Mobile voting will be a big factor in the X-factor, with millions expected to tune in to ITV on Saturday to see the showdown between Little Mix, Amelia Lilly and Marcus Collins.
Live Talkback, the company behind The X Factor UK 2011 smartphone app, is using software from UK start-up Acunu to support its iPhone/iPad and Android voting app. The software is expected to manage the voting from one million smartphone users this weekend.
Acunu was established two years to develop a product that could improve storage subsystems for next-generation hardware platforms. Tom Wilkie, one of the founders of Acunu, said: “The assumptions used to define storage subsystem were routed in the 1980s and are not designed for today’s Sata disk, multi-core architectures and large amount of RAM.”

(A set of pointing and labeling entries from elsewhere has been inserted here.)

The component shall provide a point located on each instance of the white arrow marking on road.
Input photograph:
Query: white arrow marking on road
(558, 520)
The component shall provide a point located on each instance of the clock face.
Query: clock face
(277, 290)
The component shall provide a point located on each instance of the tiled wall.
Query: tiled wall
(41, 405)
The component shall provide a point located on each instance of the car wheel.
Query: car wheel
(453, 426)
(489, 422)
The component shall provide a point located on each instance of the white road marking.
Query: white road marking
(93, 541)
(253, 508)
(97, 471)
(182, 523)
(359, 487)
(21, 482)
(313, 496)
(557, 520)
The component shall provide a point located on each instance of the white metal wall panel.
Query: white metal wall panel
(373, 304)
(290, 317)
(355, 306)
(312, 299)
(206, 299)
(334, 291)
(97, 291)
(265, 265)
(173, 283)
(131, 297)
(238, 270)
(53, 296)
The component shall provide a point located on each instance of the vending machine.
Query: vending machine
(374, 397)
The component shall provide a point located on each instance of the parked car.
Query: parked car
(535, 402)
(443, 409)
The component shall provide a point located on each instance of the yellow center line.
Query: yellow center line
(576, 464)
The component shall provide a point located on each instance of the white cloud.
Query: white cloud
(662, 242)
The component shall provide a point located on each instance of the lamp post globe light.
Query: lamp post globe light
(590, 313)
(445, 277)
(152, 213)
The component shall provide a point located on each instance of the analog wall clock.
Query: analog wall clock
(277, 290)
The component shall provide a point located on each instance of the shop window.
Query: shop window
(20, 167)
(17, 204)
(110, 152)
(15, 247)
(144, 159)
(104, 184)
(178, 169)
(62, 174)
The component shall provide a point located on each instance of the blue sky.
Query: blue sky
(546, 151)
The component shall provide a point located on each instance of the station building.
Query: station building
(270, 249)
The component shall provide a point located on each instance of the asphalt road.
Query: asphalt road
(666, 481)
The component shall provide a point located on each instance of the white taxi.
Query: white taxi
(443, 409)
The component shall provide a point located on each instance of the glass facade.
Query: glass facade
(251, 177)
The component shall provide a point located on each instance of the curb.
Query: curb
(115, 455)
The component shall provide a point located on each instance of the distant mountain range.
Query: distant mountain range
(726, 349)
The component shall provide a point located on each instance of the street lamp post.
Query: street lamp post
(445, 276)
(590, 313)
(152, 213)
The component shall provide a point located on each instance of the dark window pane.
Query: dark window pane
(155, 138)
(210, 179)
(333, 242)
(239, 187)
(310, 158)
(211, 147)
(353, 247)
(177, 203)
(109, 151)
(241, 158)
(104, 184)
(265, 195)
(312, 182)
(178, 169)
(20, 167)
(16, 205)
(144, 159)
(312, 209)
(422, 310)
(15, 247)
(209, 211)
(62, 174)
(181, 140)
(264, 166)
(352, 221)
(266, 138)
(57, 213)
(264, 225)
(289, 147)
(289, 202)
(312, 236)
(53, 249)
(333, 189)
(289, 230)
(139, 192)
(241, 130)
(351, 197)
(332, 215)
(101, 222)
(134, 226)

Acunu has designed software it claims will optimise database performance on big data applications, such as the system for voting being used by Live Talkback for the X-Factor.
Acunu’s technology, called Castle, sits below the Apache Cassandra database engine, a Facebook-developed project for distributed databases. Castle is a key-value storage engine (similar to Oracle's BerkelyDB), designed for big data applications.
The company packages Castle as a software appliance using the free Centos, Red Hat Enterprise Linux operating system.
According to Wilkie, Castle offers fast disk rebuilds, which can recover from a disk failure in under 30 minutes (compared to hours for traditional RAID). “This enabled users to safely use large disks, something that is not possible with existing technologies.”
During the X-factor final, Live Talkback will be running 50 virtual machines on Amazon EC2 at peak using 120 instances of its voting application. Castle, running on EC2 will provide the storage system for about 10% of the show’s audience.